Publicado em Jornal da Tarde, 07/08/1998
Salário mínimo e nível de vida
Coincidentemente, Brasil e Estados Unidos discutem, neste mesmo momento, a questão do salário mínimo. É claro que os patamares são diferentes. Lá, o Presidente Bill Clinton pretende elevar o salário mínimo horário de US$ 4.25 para US$ 5.15 ao longo dos próximos três anos. Aqui, ao sancionar o valor de R$ 112,00 por mês, o Presidente Fernando Henrique Cardoso passou o salário mínimo horário de R$ 0,45 para R$ 0,51.
Nos Estados Unidos, a resistência dos economistas está sendo enorme. Embora haja alguns poucos estudiosos, como David Carl e Alan Kruger que apresentaram dados revelando que, nas lanchonetes de New Jersey, os aumentos de salário mínimo do passado foram seguidos por ampliação do emprego, a grande maioria dos pesquisadores argumenta o contrário.
Milton Friedman, da Universidade de Chicago, diz que um aumento de qualquer mercadoria ou serviço - por lei - reduz a quantidade de compradores e, no caso do salário mínimo, gera desemprego. Finis Welch, da Universidade do Texas afirma que, depois de um aumento artificial do salário mínimo, menos trabalhadores serão empregados. David Neumark, da Universidade de Michigan, argumenta que, embora o efeito seja aparentemente pequeno, o aumento do salário mínimo em US$ 0,90 vai provocar um forte desemprego no grupo mais pobre. Martin Feldstein, da Universidade de Harvard, sentencia que a redução do emprego será desumanamente concentrada entre os menos qualificados ("Minimum Wage vs. Supply and Demand", The Wall Street Journal, 24-04-96).
No Brasil, a discussão se coloca em outro terreno. O grande obstáculo - permanentemente invocado pelo governo - é o impacto devastador dos aumentos do salário mínimo sobre o setor público, em especial, a previdência social e as prefeituras municipais. Por vias indiretas, o salário mínimo elevaria o déficit e reduziria o nível de vida dos brasileiros.
Mas, essa relação entre salário mínimo e nível de vida é ainda muito obscura.
Será que quem ganha salário mínimo fica nesse salário a vida inteira? Tudo indica que não. O salário mínimo no Brasil está se transformando em um "salário de entrada" para a grande maioria dos trabalhadores.

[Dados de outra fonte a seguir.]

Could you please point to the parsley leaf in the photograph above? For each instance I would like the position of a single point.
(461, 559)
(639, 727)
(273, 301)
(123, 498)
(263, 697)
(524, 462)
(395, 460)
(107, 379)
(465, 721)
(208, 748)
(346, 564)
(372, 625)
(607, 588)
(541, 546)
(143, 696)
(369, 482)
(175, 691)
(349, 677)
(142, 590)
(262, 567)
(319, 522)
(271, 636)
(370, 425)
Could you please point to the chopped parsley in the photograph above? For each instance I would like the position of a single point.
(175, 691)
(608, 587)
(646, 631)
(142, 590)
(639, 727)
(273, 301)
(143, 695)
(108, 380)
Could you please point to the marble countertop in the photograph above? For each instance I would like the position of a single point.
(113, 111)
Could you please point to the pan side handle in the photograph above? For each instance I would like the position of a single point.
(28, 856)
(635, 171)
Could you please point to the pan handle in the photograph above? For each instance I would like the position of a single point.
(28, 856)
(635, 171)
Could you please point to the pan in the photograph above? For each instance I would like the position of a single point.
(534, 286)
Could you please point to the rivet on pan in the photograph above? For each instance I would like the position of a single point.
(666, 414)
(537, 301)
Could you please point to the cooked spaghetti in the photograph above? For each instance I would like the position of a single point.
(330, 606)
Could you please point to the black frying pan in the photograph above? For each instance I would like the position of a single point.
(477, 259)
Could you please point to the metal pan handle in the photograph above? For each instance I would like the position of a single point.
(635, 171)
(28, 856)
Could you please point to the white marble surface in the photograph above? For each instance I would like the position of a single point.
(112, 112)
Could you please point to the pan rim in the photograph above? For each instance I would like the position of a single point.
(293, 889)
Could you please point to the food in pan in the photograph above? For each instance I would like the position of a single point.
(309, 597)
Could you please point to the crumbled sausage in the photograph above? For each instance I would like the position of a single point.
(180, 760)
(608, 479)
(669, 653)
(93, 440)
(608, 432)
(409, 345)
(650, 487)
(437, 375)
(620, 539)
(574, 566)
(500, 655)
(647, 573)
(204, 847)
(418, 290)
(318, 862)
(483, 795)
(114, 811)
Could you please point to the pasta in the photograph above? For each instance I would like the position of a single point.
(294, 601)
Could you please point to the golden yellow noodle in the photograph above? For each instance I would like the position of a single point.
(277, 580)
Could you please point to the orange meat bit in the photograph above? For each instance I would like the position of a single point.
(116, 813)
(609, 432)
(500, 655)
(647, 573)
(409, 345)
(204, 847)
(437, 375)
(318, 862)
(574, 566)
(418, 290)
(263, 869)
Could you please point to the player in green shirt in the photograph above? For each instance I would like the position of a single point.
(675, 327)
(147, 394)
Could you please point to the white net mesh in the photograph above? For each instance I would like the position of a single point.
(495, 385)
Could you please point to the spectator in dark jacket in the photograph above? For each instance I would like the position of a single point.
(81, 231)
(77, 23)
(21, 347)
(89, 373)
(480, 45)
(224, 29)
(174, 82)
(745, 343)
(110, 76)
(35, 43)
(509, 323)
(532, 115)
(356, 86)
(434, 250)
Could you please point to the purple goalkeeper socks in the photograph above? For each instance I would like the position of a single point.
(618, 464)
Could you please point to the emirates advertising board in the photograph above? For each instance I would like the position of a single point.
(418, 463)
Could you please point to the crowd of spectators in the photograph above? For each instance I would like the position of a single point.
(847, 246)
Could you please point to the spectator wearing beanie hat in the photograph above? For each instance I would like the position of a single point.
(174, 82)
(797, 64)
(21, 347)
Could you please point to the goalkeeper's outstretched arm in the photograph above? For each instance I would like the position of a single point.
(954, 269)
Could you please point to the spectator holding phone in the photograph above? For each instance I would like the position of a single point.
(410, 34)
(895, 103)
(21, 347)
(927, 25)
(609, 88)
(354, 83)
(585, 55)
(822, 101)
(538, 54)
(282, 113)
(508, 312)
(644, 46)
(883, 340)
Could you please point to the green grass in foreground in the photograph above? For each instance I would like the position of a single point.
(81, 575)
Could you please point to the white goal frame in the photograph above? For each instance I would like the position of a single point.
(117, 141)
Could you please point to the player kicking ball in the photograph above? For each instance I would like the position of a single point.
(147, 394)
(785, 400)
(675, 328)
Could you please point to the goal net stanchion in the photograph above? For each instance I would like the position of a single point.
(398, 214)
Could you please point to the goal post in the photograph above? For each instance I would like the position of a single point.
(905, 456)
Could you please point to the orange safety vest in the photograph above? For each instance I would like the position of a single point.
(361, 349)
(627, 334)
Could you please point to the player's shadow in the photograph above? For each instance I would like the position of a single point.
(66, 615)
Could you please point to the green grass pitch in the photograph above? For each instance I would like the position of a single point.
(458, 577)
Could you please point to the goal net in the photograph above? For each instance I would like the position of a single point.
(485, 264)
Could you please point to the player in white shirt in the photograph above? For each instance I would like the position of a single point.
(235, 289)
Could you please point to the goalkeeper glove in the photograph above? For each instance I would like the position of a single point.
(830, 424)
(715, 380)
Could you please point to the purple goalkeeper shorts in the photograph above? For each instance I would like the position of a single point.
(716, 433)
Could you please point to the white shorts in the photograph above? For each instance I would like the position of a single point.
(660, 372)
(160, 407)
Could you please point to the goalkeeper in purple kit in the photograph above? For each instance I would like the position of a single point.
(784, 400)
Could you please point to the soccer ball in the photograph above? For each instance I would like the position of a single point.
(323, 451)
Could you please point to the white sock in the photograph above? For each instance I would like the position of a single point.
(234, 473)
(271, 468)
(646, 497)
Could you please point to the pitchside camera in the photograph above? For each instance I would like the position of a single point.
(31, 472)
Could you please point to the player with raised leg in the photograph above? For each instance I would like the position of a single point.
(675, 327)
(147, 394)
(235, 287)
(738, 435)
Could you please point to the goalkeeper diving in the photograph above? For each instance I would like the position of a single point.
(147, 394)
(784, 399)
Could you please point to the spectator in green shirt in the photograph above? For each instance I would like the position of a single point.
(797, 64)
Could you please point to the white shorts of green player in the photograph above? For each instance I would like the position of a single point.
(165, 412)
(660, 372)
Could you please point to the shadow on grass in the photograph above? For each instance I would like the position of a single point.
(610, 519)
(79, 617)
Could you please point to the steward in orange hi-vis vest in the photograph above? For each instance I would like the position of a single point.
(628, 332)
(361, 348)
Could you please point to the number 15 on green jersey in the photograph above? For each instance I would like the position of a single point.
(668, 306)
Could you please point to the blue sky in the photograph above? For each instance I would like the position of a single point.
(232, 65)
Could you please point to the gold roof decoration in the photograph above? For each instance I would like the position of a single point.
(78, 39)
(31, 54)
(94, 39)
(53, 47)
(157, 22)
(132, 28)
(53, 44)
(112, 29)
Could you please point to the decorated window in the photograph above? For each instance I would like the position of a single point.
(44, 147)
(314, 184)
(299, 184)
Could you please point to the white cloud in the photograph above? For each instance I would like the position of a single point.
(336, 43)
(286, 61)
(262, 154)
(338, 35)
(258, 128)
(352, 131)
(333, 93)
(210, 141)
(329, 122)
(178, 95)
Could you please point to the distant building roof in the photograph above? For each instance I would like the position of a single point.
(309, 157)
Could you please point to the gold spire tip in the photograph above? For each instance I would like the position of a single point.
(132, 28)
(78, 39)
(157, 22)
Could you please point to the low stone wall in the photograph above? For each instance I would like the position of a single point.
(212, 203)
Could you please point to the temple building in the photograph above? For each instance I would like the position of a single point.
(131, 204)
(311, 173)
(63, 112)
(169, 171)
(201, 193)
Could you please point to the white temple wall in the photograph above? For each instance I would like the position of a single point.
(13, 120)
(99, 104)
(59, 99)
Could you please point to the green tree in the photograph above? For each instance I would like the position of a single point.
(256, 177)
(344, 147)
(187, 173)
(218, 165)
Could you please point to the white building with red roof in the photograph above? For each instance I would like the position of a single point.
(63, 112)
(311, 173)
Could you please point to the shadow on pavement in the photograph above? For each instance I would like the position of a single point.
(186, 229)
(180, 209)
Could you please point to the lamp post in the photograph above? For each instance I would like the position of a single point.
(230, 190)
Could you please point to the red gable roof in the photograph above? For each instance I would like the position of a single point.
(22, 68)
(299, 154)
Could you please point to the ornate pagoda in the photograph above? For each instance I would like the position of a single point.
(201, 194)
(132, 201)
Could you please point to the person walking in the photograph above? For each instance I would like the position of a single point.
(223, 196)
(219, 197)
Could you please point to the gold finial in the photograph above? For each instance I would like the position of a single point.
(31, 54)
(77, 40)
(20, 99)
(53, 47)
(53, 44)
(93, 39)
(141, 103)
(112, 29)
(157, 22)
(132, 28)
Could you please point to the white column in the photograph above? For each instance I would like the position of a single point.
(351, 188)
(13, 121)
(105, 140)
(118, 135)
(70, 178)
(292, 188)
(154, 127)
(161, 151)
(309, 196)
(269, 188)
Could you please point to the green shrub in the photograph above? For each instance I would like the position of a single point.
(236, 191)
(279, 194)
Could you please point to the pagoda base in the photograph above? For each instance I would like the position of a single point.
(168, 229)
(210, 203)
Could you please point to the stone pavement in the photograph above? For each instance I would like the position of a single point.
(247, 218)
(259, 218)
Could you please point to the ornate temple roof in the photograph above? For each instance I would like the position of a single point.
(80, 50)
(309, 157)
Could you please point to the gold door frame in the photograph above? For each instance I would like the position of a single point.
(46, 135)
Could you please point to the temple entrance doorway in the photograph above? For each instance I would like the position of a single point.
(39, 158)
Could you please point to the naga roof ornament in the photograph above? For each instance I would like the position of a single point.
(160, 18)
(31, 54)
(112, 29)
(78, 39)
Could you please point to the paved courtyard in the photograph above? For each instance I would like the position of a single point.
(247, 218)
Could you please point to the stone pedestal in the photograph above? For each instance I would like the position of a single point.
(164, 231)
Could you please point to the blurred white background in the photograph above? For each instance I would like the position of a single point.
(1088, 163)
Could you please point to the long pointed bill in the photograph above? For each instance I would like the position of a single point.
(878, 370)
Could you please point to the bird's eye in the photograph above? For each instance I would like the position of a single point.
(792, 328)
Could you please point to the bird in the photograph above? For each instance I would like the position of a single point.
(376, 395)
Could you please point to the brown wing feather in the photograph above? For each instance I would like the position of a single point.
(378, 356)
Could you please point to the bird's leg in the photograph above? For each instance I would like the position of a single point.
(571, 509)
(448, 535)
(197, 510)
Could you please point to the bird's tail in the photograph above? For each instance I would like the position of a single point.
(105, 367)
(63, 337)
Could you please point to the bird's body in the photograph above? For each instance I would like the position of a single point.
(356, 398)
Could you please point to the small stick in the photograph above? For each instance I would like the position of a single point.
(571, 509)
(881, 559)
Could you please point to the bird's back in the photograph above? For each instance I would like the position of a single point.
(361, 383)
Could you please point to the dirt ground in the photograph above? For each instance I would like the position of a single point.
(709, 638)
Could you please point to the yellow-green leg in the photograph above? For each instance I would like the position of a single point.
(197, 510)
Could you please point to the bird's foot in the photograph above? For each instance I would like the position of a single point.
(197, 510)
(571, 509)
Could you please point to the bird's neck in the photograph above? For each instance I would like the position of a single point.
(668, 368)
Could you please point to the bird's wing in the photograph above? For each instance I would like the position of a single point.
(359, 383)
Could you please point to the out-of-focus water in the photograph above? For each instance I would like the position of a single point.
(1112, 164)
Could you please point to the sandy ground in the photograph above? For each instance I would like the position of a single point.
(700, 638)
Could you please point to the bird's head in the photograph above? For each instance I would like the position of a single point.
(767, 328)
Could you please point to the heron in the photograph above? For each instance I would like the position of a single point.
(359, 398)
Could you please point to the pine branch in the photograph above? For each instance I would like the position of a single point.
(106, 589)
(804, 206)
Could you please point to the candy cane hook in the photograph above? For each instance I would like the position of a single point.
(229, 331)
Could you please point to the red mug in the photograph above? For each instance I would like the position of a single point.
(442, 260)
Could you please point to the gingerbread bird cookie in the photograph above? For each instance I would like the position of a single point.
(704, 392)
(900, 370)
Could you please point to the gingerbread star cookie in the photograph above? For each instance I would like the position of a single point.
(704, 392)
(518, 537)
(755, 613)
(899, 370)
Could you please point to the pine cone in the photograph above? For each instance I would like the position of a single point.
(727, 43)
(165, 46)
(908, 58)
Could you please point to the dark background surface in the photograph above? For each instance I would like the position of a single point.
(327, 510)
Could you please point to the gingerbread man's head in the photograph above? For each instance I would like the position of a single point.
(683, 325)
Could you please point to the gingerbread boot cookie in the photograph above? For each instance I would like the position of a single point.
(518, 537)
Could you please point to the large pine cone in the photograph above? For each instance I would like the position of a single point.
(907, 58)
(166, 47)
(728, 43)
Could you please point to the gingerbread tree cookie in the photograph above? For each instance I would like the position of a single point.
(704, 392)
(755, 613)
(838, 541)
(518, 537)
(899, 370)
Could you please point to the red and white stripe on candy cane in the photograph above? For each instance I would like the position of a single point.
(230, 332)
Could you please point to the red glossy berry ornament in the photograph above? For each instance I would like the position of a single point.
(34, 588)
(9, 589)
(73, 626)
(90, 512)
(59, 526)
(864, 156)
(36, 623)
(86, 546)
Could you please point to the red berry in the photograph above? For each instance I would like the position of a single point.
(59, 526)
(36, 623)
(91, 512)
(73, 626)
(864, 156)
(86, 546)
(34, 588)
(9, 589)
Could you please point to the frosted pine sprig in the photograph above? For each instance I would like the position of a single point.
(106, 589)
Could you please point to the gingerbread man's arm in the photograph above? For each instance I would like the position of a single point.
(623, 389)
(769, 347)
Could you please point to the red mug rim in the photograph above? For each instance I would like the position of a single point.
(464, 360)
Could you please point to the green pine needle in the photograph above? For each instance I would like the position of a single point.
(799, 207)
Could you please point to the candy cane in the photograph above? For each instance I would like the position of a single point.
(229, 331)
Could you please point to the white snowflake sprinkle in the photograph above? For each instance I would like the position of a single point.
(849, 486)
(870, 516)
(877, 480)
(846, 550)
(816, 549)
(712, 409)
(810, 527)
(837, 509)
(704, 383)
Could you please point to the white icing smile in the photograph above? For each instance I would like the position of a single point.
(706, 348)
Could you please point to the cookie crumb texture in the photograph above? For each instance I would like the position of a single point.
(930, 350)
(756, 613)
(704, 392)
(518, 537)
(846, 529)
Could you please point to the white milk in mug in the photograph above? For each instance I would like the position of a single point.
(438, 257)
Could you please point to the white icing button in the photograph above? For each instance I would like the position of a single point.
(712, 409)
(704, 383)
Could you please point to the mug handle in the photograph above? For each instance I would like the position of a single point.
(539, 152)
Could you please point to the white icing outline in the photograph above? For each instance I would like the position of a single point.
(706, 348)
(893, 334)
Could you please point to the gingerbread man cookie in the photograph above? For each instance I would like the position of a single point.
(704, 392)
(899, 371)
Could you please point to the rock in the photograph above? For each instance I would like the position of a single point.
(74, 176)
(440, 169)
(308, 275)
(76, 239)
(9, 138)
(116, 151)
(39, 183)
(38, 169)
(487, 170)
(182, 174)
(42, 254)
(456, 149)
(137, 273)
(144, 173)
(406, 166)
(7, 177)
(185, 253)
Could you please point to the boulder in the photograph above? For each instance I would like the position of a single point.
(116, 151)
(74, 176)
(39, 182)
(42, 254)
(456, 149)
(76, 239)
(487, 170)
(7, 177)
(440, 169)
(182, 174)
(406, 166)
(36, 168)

Isso também ocorre nos Estados Unidos onde cerca de 60% dos que começam a trabalhar com salário mínimo saem fora dele depois de um ano. Entre os que têm três anos de trabalho, apenas 15% dos trabalhadores permanecem com salário mínimo.
No Brasil, há cerca de 20% da força de trabalho ganhando salário mínimo. Mas, nessa massa estão incluídos os trabalhadores dos mercados formal e informal. Os dados do IBGE informam que, entre os trabalhadores que têm carteira assinada (mercado formal) apenas 10% ganham salário mínimo.
Ao se analisar as características demográficas dessas pessoas verifica-se uma grande incidência de jovens, mulheres e trabalhadores sem qualificação profissional - todos recém contratados. Nos Estados Unidos, igualmente, o salário mínimo se concentra nos jovens que trabalham em lanchonetes e outros serviços assim como nos imigrantes sem qualificação profissional (hispânicos, asiáticos e africanos) e ao longo do primeiro ano de trabalho.
O uso do salário mínimo para se inferir o nível de vida das pessoas exige muito cuidado. Jamais defenderei, é claro, que, em nosso país, o salário mínimo tem um poder de compra decente. Mas, para usá-lo como indicador de nível de vida, é preciso saber quem ganha salário mínimo e por quanto tempo.
Ademais, é essencial conhecer a renda de toda a família e não apenas o salário de cada pessoa. Um estudo pioneiro que comparou dados familiares dos censos de 1970 e 1980 mostrou que o quadro da pobreza fica substancialmente atenuado quando se considera a renda do domicílio e não apenas a renda de cada membro (José Pastore e outros, Mudança Social e Pobreza no Brasil, Pioneira, 1983). Os estudos sobre mobilidade social, igualmente, indicam que grande parte da população adulta do Brasil passou por um forte processo de ascensão social quando comparada com seus pais e avós. Os dados sobre consumo, da mesma forma, têm indicado que o consumo per capita dos produtos populares cresceu de forma brutal nos últimos tempos o que sugere grandes mudanças na composição da renda e do poder de compra das famílias brasileiras.
Nada disso justifica manter indefinidamente o salário mínimo atual. Mas, os fatos arrolados significam que o próprio mercado está tornando o salário mínimo uma categoria residual e que, não fôra o problema das contas públicas, já poderia ter se transformado em uma peça de museu.